The division, he said, is tasked with ensuring violations are prosecuted or dealt with administratively by the National Police Service.
Haji said his office is working with IPOA to negotiate a memorandum of understanding to create rules of engagement between the two agencies.
ODPP is also developing a standard operating procedure for IPOA to guide investigators and prosecutors on dealing with police abuses.
Haji said they have designated an IPOA desk to follow up on all cases of police excesses.
“The ODPP officers act as contact persons between the two institutions,” Haji said in the report handed over to President Uhuru Kenyatta last month.
The DPP has also formed a team to liaise with the civil society with a view to coming up with regulations to actualise the Constitution’s provisions for freedom of peaceful assembly.
The office has established a division to deal with such abuses arising from instances where victims were exercising freedom of speech.
Extrajudicial killing is generally becoming costly even to the exchequer, taking the case of the over Sh820 million the Attorney General’s office is reported to have spent in compensation of victims of police abuses.
In June, Duncan Ndiema was taken to court for the murder of 13-year-old Yasin Moyo, which is among notable cases in the DPP’s file.
The youngster was shot while standing on the balcony at his parents’ flat in Mathare on March 30.
Beckham Osoro Orwaru was charged, following public outcry, with the killing of 26-year old Karani Kinyiri in Mathare.
The death occurred while the officer was enforcing curfew orders.
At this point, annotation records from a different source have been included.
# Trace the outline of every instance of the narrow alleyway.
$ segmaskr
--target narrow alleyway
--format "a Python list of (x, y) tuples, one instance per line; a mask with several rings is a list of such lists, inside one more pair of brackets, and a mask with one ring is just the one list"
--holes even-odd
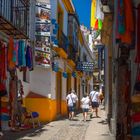
[(39, 129), (5, 133), (2, 140), (115, 140), (110, 135), (102, 106), (99, 116), (83, 122), (80, 113), (73, 121), (61, 119)]

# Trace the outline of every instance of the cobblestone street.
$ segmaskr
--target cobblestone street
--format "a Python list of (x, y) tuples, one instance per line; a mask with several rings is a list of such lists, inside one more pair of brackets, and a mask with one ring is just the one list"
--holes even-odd
[(82, 113), (73, 121), (68, 119), (57, 120), (26, 132), (5, 133), (2, 140), (114, 140), (110, 136), (105, 112), (100, 109), (100, 118), (82, 121)]

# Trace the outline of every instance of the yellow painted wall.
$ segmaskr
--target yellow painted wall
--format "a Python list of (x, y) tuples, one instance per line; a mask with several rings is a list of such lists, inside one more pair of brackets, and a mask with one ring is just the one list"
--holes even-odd
[(96, 17), (95, 17), (95, 13), (96, 13), (96, 0), (92, 0), (91, 3), (91, 19), (90, 19), (90, 26), (93, 28), (96, 22)]
[[(57, 117), (56, 100), (48, 98), (25, 98), (24, 104), (28, 110), (39, 113), (39, 119), (41, 122), (50, 122)], [(61, 115), (67, 115), (66, 101), (61, 101)]]

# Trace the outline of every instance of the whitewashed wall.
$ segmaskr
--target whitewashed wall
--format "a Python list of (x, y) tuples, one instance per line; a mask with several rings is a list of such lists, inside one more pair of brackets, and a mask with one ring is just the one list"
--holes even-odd
[(62, 77), (62, 100), (66, 100), (67, 95), (67, 79)]
[(51, 69), (35, 67), (30, 81), (32, 92), (46, 97), (48, 97), (48, 94), (51, 94)]
[(68, 12), (66, 11), (62, 0), (59, 0), (59, 3), (64, 11), (63, 32), (65, 35), (67, 35), (68, 34), (68, 27), (67, 27), (68, 26)]

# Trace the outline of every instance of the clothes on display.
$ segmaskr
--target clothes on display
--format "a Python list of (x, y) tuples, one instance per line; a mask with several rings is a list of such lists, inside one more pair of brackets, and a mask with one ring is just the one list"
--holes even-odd
[(17, 69), (33, 69), (32, 51), (26, 40), (0, 39), (0, 127), (3, 130), (21, 127), (24, 91)]

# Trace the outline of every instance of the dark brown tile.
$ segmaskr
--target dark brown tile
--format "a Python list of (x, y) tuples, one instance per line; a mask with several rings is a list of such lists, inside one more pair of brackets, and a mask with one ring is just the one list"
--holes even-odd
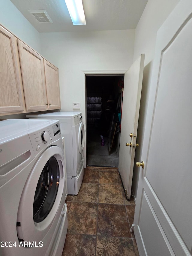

Former Mlolongo OCS Stephen Lelei and former AP officer Fredric Leliman allegedly killed Jacob Mwenda and Elizabeth Nduku in 2016 in Mlolongo town.
Leliman is also an accused person in the 2016 murder of rights lawyer Willie Kimani and two others.
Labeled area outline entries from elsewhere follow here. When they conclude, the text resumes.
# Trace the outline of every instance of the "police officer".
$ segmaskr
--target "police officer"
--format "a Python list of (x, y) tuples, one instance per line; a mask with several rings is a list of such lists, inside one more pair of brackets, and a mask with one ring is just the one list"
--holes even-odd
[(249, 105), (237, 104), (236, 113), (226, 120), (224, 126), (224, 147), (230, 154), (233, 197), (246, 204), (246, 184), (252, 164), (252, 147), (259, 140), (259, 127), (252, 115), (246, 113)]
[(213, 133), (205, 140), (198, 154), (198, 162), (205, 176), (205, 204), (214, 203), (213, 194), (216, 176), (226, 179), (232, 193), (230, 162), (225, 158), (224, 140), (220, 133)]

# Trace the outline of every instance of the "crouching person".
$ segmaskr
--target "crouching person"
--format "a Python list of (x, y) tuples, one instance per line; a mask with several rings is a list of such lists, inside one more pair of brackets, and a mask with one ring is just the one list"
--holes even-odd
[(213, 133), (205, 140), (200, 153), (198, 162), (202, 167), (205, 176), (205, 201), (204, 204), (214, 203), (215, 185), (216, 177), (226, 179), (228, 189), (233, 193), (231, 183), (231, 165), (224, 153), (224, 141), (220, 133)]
Emmanuel Ambunya of Kenyatta National Hospital police post was charged with the murder of university student Carlton Maina in Kibera slum.
The officer was accused of murdering the Leeds University student on December 22, 2018 at Laini Saba and is out on Sh60,000 bail.
AP officer Zaddock Ochuka Oyieka was charged in March with the murder of Daniel Mburu Wangari, a boda boda rider, outside Mama Lucy Kibaki Hospital.
The rider was shot on February 18 following an argument over an unofficial Sh50 parking fee with security guards at the hospital.
Mburu had volunteered to rush to the hospital a two-and-half-year-old boy retrieved from a river in Korogocho slums.
These cases are a fraction of the pending complaints before IPOA and with the police.
There are those that are yet to go to court as they are still being investigated, among them the killing of a two-and-half-year-old boy in Kahawa West and that of three-year-old girl in Kahawa Wendani.